Competitors they list include solutions offered by asset managers like Blackrock (Aladdin) and State Street (PAM). It’s understandable why asset managers would prefer a solution offered by a technology company instead of a competitor.

Clearwater describes the market they operate in as competitive and highly fragmented. A variety of providers target various segments and asset types which usually means cobbling together a solution.

Should You Buy Clearwater Analytics Stock?

People often ask Google if they should buy a stock, which is really no different from asking a random person. The answer is always unique to what each individual already holds, their tolerance for risk, and the type of exposure they’re looking for.

In the same way that Clearwater Analytics aggregates their clients’ portfolios of assets, we aggregate our own to provide a complete picture of our investment exposure. One stock we’re presently holding in our dividend growth investing portfolio is Franklin Templeton (BEN), a company that also makes its living based on AUM-based fees.

Both these companies charge fees based on the amount of assets being covered by their platform, and both would be sensitive to an economic downturn where the amount of assets they’re managing might decrease. Even with a 98% retention rate and “contract minimums,” Clearwater Analytics could still see their run rate drop if the amount of assets their clients are holding drops. The company assures us that because 77% of the assets on their platform are high-grade fixed income securities and structured products, this won’t be a problem.

Because a substantial majority of the assets on our platform have very low levels of volatility with respect to their market value, the growth in annualized recurring revenue is generally not attributable to the fluctuating market value of the assets on our platform. 

Credit: Clearwater Analytics

As we’ve talked about before, we prefer SaaS stocks that cross multiple industries, where Clearwater’s solution is specific to the finance industry. The company talks about an “80% win rate for new clients over the prior four years in deals that reached the proposal stage,” but how many deals aren’t making it past the discovery stage once clients realize it’s a cloud-based platform? We like the stock, but not enough to hold it in our own portfolio.

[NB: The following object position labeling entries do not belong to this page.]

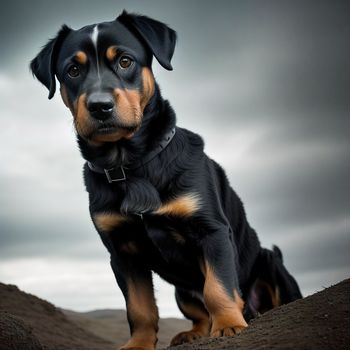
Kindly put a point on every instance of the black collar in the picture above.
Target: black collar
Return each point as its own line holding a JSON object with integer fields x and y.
{"x": 117, "y": 173}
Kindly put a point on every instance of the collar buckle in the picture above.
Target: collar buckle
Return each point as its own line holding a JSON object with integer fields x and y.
{"x": 115, "y": 174}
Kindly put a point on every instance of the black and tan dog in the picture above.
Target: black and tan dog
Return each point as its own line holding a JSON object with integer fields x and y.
{"x": 158, "y": 202}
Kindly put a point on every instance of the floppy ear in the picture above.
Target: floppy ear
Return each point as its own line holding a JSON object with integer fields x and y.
{"x": 158, "y": 36}
{"x": 43, "y": 65}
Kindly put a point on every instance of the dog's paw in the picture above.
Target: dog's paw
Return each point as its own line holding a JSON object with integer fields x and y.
{"x": 226, "y": 331}
{"x": 185, "y": 337}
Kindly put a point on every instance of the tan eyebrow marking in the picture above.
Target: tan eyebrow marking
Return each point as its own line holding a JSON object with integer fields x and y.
{"x": 81, "y": 57}
{"x": 111, "y": 53}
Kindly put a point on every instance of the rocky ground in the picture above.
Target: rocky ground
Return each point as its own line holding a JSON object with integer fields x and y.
{"x": 320, "y": 321}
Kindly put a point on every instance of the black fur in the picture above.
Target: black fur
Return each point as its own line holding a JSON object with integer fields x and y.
{"x": 215, "y": 233}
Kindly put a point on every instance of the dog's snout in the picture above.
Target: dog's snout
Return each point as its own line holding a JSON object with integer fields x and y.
{"x": 100, "y": 105}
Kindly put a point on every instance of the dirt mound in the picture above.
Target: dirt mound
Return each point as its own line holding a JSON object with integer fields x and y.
{"x": 44, "y": 322}
{"x": 320, "y": 321}
{"x": 15, "y": 334}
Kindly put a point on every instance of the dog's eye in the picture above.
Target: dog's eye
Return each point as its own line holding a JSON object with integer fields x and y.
{"x": 125, "y": 62}
{"x": 73, "y": 71}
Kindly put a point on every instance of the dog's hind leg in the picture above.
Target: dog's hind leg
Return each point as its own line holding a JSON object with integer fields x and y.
{"x": 194, "y": 310}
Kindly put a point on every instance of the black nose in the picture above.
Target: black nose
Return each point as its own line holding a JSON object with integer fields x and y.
{"x": 100, "y": 105}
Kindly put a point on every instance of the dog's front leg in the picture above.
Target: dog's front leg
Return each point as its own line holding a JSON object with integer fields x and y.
{"x": 135, "y": 281}
{"x": 221, "y": 288}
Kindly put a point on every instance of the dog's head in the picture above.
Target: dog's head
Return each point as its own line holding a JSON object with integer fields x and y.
{"x": 105, "y": 73}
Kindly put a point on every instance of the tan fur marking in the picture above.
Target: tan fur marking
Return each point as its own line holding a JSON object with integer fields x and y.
{"x": 65, "y": 98}
{"x": 148, "y": 87}
{"x": 81, "y": 117}
{"x": 183, "y": 206}
{"x": 111, "y": 53}
{"x": 128, "y": 107}
{"x": 143, "y": 312}
{"x": 81, "y": 57}
{"x": 108, "y": 221}
{"x": 226, "y": 312}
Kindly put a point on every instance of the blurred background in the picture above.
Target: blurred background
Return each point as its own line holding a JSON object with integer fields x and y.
{"x": 267, "y": 85}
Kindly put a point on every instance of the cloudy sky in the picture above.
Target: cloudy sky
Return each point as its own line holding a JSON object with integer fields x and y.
{"x": 266, "y": 83}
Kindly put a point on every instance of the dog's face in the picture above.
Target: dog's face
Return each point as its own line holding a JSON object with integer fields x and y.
{"x": 105, "y": 73}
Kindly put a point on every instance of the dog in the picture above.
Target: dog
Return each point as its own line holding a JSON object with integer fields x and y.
{"x": 159, "y": 203}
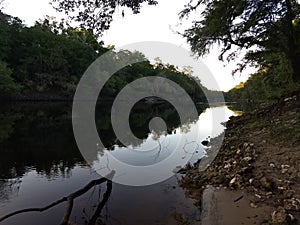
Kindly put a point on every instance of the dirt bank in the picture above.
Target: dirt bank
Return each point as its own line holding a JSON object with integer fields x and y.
{"x": 256, "y": 174}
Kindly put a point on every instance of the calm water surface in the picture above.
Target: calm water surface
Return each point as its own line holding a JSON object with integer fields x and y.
{"x": 40, "y": 163}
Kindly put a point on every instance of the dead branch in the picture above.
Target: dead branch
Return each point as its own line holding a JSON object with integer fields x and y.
{"x": 70, "y": 198}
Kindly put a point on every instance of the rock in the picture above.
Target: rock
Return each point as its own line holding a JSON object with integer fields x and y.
{"x": 232, "y": 181}
{"x": 279, "y": 216}
{"x": 266, "y": 184}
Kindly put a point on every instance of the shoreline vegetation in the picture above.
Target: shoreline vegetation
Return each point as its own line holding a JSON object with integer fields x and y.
{"x": 255, "y": 178}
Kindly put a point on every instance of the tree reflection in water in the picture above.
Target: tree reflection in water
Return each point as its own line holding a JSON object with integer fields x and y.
{"x": 94, "y": 219}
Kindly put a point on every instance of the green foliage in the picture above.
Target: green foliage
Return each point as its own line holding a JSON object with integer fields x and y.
{"x": 268, "y": 26}
{"x": 7, "y": 83}
{"x": 96, "y": 15}
{"x": 49, "y": 58}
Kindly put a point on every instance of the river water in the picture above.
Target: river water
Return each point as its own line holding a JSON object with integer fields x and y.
{"x": 40, "y": 163}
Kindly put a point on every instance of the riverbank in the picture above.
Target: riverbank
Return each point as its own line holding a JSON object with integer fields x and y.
{"x": 255, "y": 178}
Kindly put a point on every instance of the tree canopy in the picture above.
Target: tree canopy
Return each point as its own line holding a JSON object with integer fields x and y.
{"x": 96, "y": 14}
{"x": 246, "y": 24}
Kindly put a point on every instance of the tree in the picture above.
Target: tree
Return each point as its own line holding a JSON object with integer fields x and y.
{"x": 96, "y": 14}
{"x": 7, "y": 84}
{"x": 245, "y": 24}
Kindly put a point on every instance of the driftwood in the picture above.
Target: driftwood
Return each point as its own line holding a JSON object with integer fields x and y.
{"x": 70, "y": 201}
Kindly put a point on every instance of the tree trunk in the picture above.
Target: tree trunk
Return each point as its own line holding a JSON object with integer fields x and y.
{"x": 292, "y": 46}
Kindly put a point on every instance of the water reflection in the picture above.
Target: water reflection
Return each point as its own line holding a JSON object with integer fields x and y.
{"x": 40, "y": 163}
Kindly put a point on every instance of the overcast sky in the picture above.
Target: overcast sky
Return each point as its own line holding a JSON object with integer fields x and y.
{"x": 154, "y": 23}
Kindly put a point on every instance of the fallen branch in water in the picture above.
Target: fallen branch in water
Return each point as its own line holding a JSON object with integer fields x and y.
{"x": 70, "y": 199}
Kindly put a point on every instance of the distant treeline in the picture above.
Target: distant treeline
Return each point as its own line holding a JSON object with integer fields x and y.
{"x": 47, "y": 60}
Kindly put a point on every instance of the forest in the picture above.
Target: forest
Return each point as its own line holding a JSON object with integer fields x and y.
{"x": 47, "y": 60}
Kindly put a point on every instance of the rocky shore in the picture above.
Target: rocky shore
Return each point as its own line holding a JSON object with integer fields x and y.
{"x": 255, "y": 178}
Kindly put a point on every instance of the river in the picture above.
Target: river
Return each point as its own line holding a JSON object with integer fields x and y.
{"x": 40, "y": 163}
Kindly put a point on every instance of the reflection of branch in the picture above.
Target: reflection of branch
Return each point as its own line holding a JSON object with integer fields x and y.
{"x": 161, "y": 148}
{"x": 70, "y": 199}
{"x": 102, "y": 203}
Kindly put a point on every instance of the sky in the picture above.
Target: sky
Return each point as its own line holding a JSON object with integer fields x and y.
{"x": 154, "y": 23}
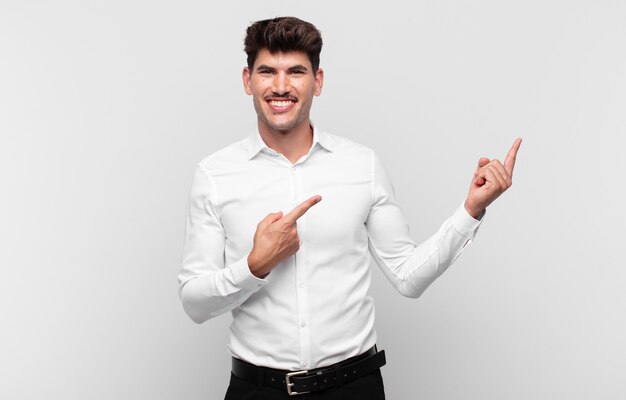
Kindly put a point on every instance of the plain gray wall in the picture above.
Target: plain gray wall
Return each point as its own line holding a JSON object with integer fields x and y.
{"x": 106, "y": 107}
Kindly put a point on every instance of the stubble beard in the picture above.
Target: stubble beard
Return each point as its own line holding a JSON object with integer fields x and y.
{"x": 284, "y": 128}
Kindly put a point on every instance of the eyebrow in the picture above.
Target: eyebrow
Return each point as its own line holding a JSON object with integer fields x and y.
{"x": 297, "y": 67}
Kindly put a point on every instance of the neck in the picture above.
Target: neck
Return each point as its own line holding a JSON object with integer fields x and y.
{"x": 292, "y": 144}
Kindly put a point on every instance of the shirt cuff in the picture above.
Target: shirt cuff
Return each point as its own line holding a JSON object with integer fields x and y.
{"x": 244, "y": 278}
{"x": 464, "y": 223}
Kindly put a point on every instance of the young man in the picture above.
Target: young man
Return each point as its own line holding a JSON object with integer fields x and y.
{"x": 282, "y": 226}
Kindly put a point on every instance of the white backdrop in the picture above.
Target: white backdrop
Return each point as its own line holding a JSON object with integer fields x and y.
{"x": 106, "y": 107}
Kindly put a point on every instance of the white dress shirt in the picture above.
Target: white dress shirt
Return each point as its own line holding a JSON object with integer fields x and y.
{"x": 313, "y": 309}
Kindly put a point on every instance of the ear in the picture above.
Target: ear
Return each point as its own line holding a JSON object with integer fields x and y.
{"x": 245, "y": 75}
{"x": 319, "y": 81}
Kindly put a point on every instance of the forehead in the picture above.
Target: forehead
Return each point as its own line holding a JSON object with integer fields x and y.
{"x": 282, "y": 59}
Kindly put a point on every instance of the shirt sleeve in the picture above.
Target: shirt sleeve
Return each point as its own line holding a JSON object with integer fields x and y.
{"x": 409, "y": 267}
{"x": 208, "y": 287}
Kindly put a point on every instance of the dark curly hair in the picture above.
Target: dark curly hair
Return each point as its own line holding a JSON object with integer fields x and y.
{"x": 283, "y": 34}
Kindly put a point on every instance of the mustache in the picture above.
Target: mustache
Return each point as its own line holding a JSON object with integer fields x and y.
{"x": 280, "y": 96}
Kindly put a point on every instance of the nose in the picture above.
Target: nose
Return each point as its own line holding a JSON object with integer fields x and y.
{"x": 281, "y": 83}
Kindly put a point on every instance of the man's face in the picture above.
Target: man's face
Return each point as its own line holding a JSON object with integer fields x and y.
{"x": 282, "y": 86}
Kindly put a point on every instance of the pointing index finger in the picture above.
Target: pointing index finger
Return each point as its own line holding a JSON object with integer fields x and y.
{"x": 301, "y": 208}
{"x": 509, "y": 161}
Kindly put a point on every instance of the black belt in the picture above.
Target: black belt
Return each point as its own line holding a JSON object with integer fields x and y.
{"x": 300, "y": 382}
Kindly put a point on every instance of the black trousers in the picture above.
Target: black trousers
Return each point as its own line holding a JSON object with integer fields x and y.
{"x": 368, "y": 387}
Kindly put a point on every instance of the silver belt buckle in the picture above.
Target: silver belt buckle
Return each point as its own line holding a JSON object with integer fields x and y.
{"x": 289, "y": 384}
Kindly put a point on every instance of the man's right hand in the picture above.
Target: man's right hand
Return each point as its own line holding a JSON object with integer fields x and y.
{"x": 276, "y": 238}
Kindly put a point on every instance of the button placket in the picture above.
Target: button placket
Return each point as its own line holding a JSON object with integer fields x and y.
{"x": 300, "y": 274}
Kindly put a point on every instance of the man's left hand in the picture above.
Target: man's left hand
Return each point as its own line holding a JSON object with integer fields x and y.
{"x": 490, "y": 180}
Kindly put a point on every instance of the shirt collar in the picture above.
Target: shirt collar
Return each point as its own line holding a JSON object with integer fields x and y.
{"x": 256, "y": 143}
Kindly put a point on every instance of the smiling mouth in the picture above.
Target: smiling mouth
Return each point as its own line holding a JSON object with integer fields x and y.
{"x": 281, "y": 105}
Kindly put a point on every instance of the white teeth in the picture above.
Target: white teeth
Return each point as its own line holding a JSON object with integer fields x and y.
{"x": 276, "y": 103}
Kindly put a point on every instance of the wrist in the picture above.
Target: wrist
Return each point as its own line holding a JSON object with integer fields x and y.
{"x": 255, "y": 267}
{"x": 474, "y": 212}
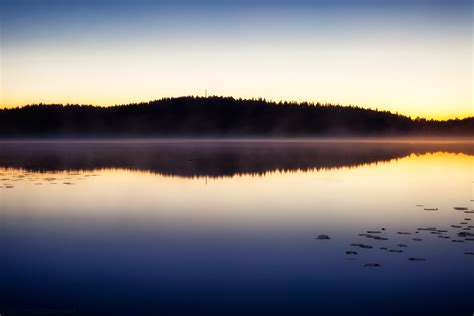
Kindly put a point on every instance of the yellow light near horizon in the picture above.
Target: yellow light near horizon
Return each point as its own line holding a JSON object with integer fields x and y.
{"x": 398, "y": 72}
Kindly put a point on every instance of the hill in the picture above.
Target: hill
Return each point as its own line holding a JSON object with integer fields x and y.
{"x": 217, "y": 117}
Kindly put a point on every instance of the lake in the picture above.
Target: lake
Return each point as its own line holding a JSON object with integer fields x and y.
{"x": 237, "y": 227}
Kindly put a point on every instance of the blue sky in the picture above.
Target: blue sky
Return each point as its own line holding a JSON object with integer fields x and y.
{"x": 414, "y": 57}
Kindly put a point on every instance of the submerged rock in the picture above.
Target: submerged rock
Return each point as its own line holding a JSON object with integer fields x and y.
{"x": 362, "y": 246}
{"x": 416, "y": 259}
{"x": 372, "y": 265}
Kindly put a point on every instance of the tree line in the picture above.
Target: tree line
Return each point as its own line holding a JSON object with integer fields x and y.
{"x": 217, "y": 117}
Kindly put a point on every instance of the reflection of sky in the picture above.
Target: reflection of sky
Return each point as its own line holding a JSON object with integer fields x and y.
{"x": 413, "y": 57}
{"x": 341, "y": 198}
{"x": 129, "y": 242}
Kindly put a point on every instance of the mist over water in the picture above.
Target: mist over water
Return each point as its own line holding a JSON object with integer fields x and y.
{"x": 231, "y": 227}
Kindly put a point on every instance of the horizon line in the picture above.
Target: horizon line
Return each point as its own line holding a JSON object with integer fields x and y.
{"x": 267, "y": 100}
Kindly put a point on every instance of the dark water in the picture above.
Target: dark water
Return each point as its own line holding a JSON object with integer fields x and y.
{"x": 231, "y": 227}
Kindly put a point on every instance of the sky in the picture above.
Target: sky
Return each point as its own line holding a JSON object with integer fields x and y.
{"x": 411, "y": 57}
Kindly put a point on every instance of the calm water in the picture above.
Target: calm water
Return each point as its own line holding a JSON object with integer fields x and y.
{"x": 186, "y": 228}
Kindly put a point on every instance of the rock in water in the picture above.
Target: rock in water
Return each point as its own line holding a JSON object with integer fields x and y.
{"x": 371, "y": 265}
{"x": 416, "y": 259}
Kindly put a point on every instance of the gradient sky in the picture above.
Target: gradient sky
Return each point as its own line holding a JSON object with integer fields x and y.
{"x": 412, "y": 57}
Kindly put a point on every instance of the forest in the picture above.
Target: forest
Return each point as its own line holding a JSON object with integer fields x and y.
{"x": 218, "y": 117}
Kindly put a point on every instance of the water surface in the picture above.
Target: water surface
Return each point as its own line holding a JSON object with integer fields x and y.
{"x": 231, "y": 227}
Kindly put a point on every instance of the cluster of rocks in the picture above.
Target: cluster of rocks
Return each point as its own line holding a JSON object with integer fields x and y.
{"x": 8, "y": 179}
{"x": 461, "y": 234}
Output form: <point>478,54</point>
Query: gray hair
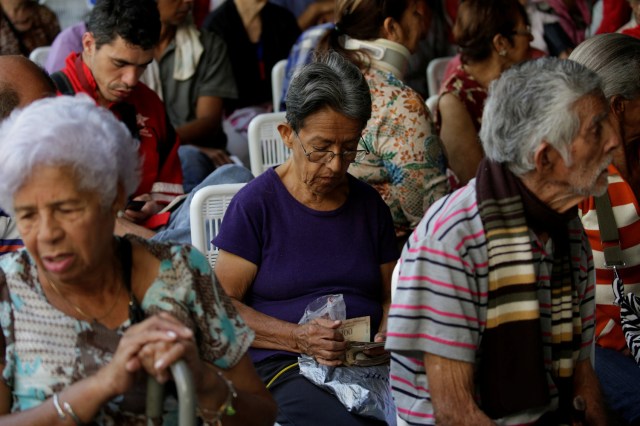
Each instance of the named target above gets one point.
<point>616,59</point>
<point>532,102</point>
<point>331,81</point>
<point>69,132</point>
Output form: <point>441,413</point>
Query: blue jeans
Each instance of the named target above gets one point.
<point>619,377</point>
<point>196,166</point>
<point>179,229</point>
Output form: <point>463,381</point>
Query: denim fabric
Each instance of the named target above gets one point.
<point>620,380</point>
<point>196,166</point>
<point>178,229</point>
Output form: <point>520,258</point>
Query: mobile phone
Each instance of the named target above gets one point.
<point>135,205</point>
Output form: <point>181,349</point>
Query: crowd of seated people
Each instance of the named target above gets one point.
<point>405,160</point>
<point>492,36</point>
<point>25,25</point>
<point>368,167</point>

For those who want to pull the trigger on some CWAN stock, it’s definitely not overvalued based on our simple valuation ratio.

  • Market cap / annualized revenues
    $4,500 / 235.54 = 19

Here’s the same ratio for a handful of SaaS companies taken from our tech stock catalog.

CategoryCompanyValuation Ratio
ComputingSnowflake Inc79
ComputingSentinelOne 71
ComputingCrowdStrike41
Artificial IntelligenceUiPath39
Artificial IntelligenceSchrodinger35
Artificial IntelligencePalantir32
FintechDocuSign28
IoTProcore25
IoTC324
ComputingKnowBe418
Artificial IntelligenceSplunk10
Artificial IntelligenceAlteryx10
Artificial IntelligenceSumo Logic9

Conclusion

SaaS companies that provide a service that becomes critical when adopted will be more resilient in times of economic turmoil. Clearwater’s high net retention rate shows investment professionals aren’t likely to switch platforms, and the high percentage of fixed income products – at least for now – helps reduce revenue volatility during a crisis. The question becomes whether the company can continue growing as fast as they have been once the low-hanging fruit gets picked.